U.S. Cyber Market Is $2 Billion, Growing Fast, Profitable: Fitch
Cyber insurance coverage continues to be one of the fastest growing segments and represents a significant growth opportunity for U.S. property/casualty insurers, according to Fitch Ratings in a new report.
The market has attracted about 75 insurers, with Chubb, American International Group and XL Group leading in market share.
Aggregate statutory data for the P/C industry shows that stand-alone cyber direct written premiums grew by 7 percent in 2017 to $986 million. Stand-alone and package cyber premiums combined grew 54 percent to $2.0 billion for the year. Allianz projects that the cyber insurance market could reach $20 billion by 2025.

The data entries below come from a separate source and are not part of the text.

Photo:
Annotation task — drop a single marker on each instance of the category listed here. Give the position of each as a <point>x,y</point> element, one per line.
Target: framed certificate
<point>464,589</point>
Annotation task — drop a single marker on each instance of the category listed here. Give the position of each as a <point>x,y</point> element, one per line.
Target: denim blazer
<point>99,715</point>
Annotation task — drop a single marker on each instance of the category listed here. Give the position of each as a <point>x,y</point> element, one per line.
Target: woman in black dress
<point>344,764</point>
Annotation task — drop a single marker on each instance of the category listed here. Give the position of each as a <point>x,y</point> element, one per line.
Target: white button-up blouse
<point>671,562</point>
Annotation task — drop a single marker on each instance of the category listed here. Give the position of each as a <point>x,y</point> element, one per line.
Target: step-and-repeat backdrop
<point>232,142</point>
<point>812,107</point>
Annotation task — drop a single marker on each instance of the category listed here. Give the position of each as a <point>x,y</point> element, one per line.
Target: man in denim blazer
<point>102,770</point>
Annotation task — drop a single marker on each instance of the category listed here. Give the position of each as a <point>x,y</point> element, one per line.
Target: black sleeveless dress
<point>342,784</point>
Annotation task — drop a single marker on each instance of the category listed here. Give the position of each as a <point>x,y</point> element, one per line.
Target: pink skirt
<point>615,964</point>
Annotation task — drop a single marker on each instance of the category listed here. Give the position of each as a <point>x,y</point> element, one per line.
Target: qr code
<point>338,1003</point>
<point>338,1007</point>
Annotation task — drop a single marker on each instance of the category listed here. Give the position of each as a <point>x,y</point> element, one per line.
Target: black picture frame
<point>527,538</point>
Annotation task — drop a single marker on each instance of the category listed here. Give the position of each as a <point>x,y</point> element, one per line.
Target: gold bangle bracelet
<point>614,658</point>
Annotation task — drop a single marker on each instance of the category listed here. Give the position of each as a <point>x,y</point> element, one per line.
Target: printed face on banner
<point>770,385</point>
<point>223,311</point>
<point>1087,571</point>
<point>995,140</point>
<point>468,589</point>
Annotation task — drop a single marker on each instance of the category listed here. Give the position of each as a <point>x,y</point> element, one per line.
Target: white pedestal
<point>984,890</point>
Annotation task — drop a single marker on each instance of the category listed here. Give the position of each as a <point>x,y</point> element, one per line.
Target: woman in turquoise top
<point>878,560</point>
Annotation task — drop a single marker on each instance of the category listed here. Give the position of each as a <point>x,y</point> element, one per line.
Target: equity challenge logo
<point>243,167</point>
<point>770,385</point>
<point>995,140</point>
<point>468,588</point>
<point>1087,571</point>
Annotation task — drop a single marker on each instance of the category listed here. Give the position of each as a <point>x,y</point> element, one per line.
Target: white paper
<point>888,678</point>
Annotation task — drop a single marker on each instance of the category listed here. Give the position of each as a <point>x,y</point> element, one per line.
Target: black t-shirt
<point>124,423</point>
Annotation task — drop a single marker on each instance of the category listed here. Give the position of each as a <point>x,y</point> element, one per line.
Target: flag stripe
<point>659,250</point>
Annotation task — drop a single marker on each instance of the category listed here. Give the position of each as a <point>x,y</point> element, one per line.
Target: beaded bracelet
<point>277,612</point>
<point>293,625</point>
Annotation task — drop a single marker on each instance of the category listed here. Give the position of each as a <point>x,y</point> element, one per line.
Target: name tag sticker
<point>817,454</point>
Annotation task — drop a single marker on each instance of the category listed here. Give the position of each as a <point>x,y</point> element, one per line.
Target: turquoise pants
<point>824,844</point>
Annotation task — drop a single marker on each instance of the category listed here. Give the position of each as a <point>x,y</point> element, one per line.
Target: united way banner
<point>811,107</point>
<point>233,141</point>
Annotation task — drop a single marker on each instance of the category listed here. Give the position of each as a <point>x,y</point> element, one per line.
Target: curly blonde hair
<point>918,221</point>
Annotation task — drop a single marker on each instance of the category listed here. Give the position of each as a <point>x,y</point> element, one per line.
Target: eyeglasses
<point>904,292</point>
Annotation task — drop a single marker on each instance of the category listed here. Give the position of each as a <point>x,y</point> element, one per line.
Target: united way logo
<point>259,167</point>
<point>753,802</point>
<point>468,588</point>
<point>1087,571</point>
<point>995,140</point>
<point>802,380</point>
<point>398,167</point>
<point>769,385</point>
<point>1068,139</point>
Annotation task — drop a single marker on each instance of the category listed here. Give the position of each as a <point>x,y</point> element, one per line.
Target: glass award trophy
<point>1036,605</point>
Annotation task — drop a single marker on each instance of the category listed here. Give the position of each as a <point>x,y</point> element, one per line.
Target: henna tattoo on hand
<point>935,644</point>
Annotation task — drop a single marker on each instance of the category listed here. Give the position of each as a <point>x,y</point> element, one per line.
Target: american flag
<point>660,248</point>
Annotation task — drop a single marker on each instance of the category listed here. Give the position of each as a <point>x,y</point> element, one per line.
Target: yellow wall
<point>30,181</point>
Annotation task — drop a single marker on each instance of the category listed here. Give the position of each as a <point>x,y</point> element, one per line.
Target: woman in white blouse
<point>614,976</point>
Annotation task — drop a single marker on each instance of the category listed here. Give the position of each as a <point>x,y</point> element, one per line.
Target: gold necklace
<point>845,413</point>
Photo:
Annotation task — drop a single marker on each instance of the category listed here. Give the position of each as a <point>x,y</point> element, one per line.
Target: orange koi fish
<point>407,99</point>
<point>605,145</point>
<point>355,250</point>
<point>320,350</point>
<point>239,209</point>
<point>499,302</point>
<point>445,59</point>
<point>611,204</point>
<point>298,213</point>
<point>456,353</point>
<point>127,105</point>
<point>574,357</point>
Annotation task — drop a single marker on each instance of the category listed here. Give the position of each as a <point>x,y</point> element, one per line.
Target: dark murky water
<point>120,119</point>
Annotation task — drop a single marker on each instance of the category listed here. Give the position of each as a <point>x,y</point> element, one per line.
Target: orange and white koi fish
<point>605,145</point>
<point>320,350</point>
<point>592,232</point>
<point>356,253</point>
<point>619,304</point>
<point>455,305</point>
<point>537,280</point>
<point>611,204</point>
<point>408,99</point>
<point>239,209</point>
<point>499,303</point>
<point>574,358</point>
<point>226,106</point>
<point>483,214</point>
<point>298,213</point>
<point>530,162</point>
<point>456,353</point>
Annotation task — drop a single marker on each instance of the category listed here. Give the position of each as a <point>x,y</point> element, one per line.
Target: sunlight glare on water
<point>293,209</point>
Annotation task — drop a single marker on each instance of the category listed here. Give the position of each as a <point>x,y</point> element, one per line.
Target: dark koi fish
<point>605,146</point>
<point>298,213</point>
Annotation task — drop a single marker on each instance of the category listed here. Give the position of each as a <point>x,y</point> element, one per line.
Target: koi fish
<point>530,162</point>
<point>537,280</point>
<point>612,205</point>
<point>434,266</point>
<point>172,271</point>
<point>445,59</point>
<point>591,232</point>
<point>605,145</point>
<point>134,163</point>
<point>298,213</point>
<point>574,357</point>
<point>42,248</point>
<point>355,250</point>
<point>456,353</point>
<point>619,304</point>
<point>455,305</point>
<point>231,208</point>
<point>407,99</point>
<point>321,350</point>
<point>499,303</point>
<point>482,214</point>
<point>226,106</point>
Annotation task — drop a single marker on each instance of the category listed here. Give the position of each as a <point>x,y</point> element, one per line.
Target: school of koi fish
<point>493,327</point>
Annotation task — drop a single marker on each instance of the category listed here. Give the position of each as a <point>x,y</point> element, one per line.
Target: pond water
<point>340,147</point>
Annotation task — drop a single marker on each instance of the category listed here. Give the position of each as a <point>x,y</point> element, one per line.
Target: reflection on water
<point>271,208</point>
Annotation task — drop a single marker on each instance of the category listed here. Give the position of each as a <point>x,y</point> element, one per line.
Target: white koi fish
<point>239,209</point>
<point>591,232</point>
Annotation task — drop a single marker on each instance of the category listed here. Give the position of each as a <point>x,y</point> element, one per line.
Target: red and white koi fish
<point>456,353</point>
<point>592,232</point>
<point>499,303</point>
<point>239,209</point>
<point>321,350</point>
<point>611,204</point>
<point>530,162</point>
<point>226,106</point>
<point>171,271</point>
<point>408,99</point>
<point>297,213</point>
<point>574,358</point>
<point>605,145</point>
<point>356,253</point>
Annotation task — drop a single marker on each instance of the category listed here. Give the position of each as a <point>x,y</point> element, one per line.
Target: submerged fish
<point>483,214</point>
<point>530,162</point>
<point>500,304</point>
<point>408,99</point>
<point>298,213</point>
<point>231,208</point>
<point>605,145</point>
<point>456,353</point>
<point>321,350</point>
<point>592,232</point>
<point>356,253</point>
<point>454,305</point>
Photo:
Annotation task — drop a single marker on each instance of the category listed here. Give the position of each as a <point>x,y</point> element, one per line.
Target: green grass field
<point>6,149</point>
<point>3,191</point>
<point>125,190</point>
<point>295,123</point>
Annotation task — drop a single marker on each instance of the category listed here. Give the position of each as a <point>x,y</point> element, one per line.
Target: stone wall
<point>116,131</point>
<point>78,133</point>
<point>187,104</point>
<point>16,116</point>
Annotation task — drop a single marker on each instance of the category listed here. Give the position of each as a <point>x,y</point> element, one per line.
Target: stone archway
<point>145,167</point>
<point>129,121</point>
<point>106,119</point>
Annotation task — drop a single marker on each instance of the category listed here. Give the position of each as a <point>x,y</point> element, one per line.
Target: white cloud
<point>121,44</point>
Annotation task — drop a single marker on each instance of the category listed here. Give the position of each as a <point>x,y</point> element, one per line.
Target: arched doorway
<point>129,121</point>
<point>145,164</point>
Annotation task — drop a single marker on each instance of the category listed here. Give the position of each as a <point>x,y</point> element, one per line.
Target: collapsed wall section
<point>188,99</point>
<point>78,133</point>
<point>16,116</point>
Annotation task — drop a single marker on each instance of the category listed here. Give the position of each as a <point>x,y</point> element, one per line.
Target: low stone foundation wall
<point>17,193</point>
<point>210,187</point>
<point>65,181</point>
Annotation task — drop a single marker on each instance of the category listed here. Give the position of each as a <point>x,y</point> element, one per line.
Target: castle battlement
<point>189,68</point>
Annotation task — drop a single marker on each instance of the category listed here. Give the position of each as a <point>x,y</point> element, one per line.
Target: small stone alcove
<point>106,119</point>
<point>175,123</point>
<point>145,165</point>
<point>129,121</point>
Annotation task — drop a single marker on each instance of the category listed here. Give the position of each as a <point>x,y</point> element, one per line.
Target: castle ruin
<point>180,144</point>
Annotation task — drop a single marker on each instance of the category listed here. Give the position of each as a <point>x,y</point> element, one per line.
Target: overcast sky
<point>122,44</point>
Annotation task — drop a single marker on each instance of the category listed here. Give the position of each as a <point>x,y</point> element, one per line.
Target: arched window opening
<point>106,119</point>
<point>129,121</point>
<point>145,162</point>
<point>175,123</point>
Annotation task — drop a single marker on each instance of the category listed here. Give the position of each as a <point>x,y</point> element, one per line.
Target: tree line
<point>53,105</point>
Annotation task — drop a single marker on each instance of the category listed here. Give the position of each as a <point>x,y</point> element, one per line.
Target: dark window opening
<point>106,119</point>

The industry statutory direct loss ratio for stand-alone cyber insurance fell to 35 percent in 2017 from 43 percent in the prior year. While direct results do not incorporate all claims and underwriting expenses, or the effects of reinsurance, this result is indicative of strong underlying profitability thus far in the cyber market, Fitch said.
“Profitable results in a new market are attracting competition to the cyber space,” said James Auden, managing director. “Roughly 75 distinct insurers wrote over $1 million each of annual cyber premiums last year alone.”
The good underwriting results may not last.
“As cyber underwriting exposure grows, more cyber incidents will be covered, generating claims that lead to weaker underwriting results,” said Gerry Glombicki, director. “From an individual underwriter perspective, the risk of naive capacity entering the market, growing rapidly without sufficient expertise and ultimately suffering outsized losses in cyber is an expanding possibility.”
Fitch analysts note that growth in package-related cyber premiums reflect expanding insurer efforts to specifically include cyber coverage and endorsements in policies that may hold cyber exposure but which lack explicit policy terms or premiums related to cyber risk.
However, they add that some of the growth in 2017 package cyber premiums also reflects variability and changes over time in how companies report cyber premiums in the statutory supplement.
Market share of stand-alone and package cyber coverage in 2017 showed the leaders to be Chubb Limited (15 percent direct market share); and American International Group Inc. (11 percent direct market share) and XL Group (9 percent direct market share). AIG remains the largest stand-alone cyber writer.
In its report on the cyber insurance market in 2015, when the market was $1 billion in direct written premium, Fitch also found American International Group, Chubb and XL Group led the market.
For 2016, when insurers wrote $1.35 billion in cyber business, Fitch ranked American International Group, XL Group and Chubb as the top three writers.
Berkshire Hathaway is not among the leading writers and that’s just fine with its chairman, Warren Buffett. This month at Berkshire’s annual meeting, Buffett said he believes the risk is unknown.
“I don’t think we or anybody else really knows what they’re doing when writing cyber” insurance, he said. “We don’t want to be a pioneer on this.”